Why N specialists beat one generalist LLM, how role / skill / agent differ, what ships in the free Orchestrator (45 agents, 52 skills, AGPL-3.0), and what the upcoming Multi-Agent Orchestrator adds on top.

One generalist, or many specialists?

The default mental model for using a coding LLM is still "one chat, one model, one long conversation." It works until a task involves planning, implementation, testing, review, and documentation. Then a single conversation drags context from every phase into every other phase—the model confuses requirements with artifacts, review comments with code, and what it just finished with what it should do next.

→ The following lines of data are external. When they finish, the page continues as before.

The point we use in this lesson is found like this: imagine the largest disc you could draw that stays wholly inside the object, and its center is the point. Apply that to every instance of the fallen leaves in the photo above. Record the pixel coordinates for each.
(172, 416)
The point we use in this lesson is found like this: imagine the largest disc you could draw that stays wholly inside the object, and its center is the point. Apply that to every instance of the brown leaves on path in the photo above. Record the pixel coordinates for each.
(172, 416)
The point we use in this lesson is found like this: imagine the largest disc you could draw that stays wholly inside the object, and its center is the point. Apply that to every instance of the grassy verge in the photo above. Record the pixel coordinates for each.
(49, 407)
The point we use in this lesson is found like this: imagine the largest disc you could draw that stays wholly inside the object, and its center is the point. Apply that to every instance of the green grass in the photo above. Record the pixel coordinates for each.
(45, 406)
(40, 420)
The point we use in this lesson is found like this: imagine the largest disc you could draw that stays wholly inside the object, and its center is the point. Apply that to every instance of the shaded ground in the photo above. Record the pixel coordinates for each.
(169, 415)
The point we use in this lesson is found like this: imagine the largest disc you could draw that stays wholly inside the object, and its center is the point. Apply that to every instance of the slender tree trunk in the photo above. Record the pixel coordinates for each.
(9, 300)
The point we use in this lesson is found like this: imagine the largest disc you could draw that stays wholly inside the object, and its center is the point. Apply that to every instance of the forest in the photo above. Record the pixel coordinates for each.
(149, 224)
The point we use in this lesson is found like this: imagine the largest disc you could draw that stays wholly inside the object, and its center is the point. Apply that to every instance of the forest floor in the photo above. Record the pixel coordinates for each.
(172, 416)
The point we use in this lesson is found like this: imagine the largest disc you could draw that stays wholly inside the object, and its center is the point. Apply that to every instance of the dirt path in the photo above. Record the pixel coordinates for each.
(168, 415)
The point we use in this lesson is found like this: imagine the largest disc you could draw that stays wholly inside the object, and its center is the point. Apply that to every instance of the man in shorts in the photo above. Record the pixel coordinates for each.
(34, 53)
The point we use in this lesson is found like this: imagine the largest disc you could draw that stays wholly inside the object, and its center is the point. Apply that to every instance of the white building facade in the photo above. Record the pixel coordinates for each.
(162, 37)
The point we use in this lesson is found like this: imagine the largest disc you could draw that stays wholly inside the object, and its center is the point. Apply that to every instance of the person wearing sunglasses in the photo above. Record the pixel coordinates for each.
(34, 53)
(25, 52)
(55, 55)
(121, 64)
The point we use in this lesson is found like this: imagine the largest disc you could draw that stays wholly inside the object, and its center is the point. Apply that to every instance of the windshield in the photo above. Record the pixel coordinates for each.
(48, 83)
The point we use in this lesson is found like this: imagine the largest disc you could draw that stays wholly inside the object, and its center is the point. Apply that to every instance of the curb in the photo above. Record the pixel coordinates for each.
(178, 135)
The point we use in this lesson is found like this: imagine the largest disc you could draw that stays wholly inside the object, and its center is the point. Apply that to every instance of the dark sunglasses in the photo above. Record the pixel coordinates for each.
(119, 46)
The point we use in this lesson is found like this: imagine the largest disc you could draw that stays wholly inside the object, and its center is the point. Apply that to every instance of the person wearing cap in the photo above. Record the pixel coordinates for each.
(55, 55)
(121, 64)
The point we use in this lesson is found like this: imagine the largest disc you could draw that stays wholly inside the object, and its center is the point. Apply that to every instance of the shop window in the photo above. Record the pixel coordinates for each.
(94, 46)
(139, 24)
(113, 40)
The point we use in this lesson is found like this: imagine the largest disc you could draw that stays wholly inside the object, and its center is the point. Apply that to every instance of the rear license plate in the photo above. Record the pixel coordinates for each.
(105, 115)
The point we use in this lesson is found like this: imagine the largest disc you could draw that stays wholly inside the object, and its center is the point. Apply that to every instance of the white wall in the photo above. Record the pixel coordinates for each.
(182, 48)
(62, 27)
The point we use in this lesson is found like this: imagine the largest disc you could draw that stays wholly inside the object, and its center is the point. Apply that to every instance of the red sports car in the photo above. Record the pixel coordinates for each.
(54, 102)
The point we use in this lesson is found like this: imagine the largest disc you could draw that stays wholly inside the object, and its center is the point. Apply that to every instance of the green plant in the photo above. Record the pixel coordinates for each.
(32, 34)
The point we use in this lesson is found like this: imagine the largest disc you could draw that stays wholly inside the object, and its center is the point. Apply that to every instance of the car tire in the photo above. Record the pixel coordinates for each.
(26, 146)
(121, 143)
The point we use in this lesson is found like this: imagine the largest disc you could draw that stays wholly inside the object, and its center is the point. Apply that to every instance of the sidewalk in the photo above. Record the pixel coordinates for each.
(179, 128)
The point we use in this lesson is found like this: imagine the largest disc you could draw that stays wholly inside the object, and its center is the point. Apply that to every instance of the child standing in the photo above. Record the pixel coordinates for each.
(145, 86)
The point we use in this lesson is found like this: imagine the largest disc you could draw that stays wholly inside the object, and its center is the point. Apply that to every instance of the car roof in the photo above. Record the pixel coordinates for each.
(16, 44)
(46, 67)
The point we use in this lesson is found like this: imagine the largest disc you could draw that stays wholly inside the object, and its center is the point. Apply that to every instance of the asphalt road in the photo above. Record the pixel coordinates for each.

Literature on agentic systems shows a pattern. Anthropic's multi-agent research system spawns specialist agents in parallel, each with its own context window, tools, and trajectory. On their research benchmark, this beat single-agent Claude Opus 4 by over 90%—at the cost of 15× more tokens. The takeaway is not "always go multi-agent," but that for tasks with clear sub-problems, parallel specialists outperform a monolithic conversation.

Role, skill, agent: three units of specialization

Three distinct concepts:

A role prompt is a one-off instruction: "act as a security reviewer for this diff." Ephemeral, unversioned, no trace.

A skill is a saved posture—a markdown file with a system prompt and optional tool allowlist, called via /skill-name. It doesn't persist across turns; it shifts the model's stance for one focused pass. No process overhead, cheap.

An agent owns its own context window, tools, and subprocess. It runs in parallel with other agents. CrewAI models agents as team members with roles; LangGraph uses explicit state machines; AutoGen orchestrates agents as conversation participants. Different approaches, same principle: narrow the role, sharpen the output.

Per task: do you need a long-lived role (agent), a posture shift for one pass (skill), or a single nudge (role prompt)?

What ships in the free Orchestrator

The free, AGPL-licensed VibeCoded Orchestrator ships 45 specialist agents and 52 skills out of the box. They cover the day-to-day loop of writing, reviewing, and maintaining a codebase on your own machine.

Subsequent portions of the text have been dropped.